By Rob Rainer and Josephine Grey
July 16, 2017
Human rights are conditions of life that are “inherent to all human beings, whatever our nationality, place of residence, sex, national or ethnic origin, colour, religion, language, or any other status.” They are designed to inform and support positive relationships between individuals, families, communities, institutions, and states. The principles which underlie and the treaties and laws that articulate them—if defended and upheld —anchor our humanity and civilization.
Thus, “every individual is a rights-holder, having inherent dignity and equal worth. There are also duty-bearers (primarily states and their agencies) with correlative obligations. International human rights law, and the mechanisms that use, interpret and apply that law, provide a normative basis for understanding the content of these rights and obligations. Human rights provide mechanisms both outside the courtroom and within it by which rights-holders can seek to hold duty-bearers accountable.”

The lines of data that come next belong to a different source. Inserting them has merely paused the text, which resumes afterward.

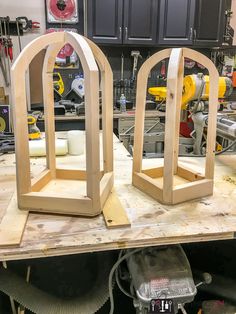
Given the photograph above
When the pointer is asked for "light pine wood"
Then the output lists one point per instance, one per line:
(168, 190)
(48, 98)
(141, 91)
(152, 224)
(107, 105)
(173, 106)
(41, 180)
(114, 213)
(12, 224)
(212, 114)
(31, 195)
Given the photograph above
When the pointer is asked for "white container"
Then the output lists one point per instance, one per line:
(37, 148)
(76, 142)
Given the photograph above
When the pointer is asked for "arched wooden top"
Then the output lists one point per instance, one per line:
(59, 39)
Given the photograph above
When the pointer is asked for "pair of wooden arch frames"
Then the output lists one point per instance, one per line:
(198, 185)
(99, 183)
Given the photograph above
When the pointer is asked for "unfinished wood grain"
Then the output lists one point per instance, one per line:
(173, 106)
(168, 192)
(212, 112)
(18, 72)
(48, 98)
(114, 213)
(54, 203)
(148, 186)
(189, 174)
(107, 105)
(41, 180)
(27, 196)
(154, 172)
(141, 91)
(189, 191)
(69, 174)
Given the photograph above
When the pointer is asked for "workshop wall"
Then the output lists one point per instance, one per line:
(33, 10)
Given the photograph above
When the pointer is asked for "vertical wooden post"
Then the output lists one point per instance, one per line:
(107, 105)
(141, 92)
(48, 96)
(212, 114)
(21, 131)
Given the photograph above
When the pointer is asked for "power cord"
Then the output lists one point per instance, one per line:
(114, 268)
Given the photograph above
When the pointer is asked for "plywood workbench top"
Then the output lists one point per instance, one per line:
(209, 218)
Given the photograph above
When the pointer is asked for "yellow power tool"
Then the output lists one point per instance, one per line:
(33, 130)
(192, 87)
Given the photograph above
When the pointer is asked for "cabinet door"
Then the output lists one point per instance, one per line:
(209, 22)
(105, 20)
(176, 23)
(140, 22)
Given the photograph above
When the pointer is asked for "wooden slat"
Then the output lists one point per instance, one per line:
(173, 105)
(114, 213)
(106, 185)
(54, 203)
(190, 191)
(189, 174)
(141, 103)
(13, 224)
(41, 180)
(212, 114)
(147, 185)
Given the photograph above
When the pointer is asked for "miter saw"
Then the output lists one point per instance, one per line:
(195, 96)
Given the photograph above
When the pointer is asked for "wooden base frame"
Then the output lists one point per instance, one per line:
(195, 185)
(30, 193)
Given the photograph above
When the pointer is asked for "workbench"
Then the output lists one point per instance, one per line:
(206, 219)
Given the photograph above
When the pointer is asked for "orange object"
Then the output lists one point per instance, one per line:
(234, 79)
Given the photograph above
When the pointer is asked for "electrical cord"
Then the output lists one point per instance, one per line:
(120, 286)
(110, 285)
(182, 309)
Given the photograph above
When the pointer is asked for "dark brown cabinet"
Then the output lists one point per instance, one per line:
(123, 21)
(140, 22)
(170, 23)
(176, 22)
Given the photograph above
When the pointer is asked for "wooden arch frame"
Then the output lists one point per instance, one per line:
(198, 185)
(99, 183)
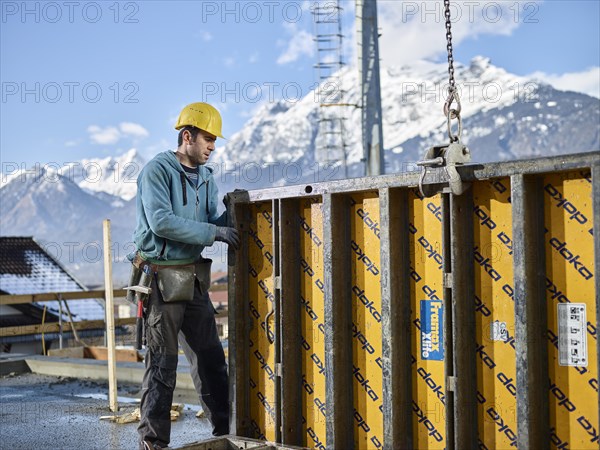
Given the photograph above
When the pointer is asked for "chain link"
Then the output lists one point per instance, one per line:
(449, 45)
(451, 113)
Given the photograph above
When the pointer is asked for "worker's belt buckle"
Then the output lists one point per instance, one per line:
(176, 284)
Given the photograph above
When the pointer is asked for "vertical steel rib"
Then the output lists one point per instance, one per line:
(290, 314)
(463, 320)
(338, 322)
(531, 323)
(239, 364)
(395, 318)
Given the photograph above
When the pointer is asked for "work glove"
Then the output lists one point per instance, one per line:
(228, 235)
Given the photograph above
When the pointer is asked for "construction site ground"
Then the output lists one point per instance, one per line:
(63, 412)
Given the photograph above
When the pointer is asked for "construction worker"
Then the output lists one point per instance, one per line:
(176, 218)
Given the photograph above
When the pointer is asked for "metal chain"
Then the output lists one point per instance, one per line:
(451, 113)
(449, 44)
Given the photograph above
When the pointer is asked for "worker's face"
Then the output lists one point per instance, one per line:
(199, 150)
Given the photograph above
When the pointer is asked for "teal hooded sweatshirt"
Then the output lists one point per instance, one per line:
(175, 219)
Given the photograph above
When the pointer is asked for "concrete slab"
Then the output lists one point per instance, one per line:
(127, 372)
(39, 411)
(12, 364)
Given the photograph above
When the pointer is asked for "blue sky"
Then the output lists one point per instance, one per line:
(93, 79)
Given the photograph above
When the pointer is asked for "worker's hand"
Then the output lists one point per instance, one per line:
(228, 235)
(226, 200)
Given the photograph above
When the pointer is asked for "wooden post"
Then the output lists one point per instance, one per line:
(110, 319)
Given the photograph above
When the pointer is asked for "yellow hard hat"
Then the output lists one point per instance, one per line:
(200, 115)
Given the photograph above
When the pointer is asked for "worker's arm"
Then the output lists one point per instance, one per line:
(213, 216)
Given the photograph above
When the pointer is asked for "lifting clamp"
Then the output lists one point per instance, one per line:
(439, 173)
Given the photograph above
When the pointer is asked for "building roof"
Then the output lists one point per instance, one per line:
(26, 268)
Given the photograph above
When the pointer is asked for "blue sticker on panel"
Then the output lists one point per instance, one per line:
(432, 330)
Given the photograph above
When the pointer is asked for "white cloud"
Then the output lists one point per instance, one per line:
(105, 136)
(206, 36)
(416, 30)
(586, 81)
(133, 129)
(111, 134)
(229, 61)
(301, 43)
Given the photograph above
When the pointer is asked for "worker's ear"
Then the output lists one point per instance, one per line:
(187, 137)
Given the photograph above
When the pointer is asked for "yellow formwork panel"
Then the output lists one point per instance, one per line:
(261, 298)
(366, 321)
(495, 314)
(427, 347)
(310, 216)
(572, 327)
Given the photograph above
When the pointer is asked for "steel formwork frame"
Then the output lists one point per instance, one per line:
(528, 210)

At the core of human rights are the ideals and goals of the “four freedoms” articulated by US President Franklin Delano Roosevelt—freedom of speech, freedom of worship, freedom from fear, and freedom from want—and also the primary goal of self-determination. To achieve these conditions, it is also understood that while all rights are “interrelated, interdependent and indivisible,” the absolute basics of life (e.g., water, food, clothing, and shelter) must first be met.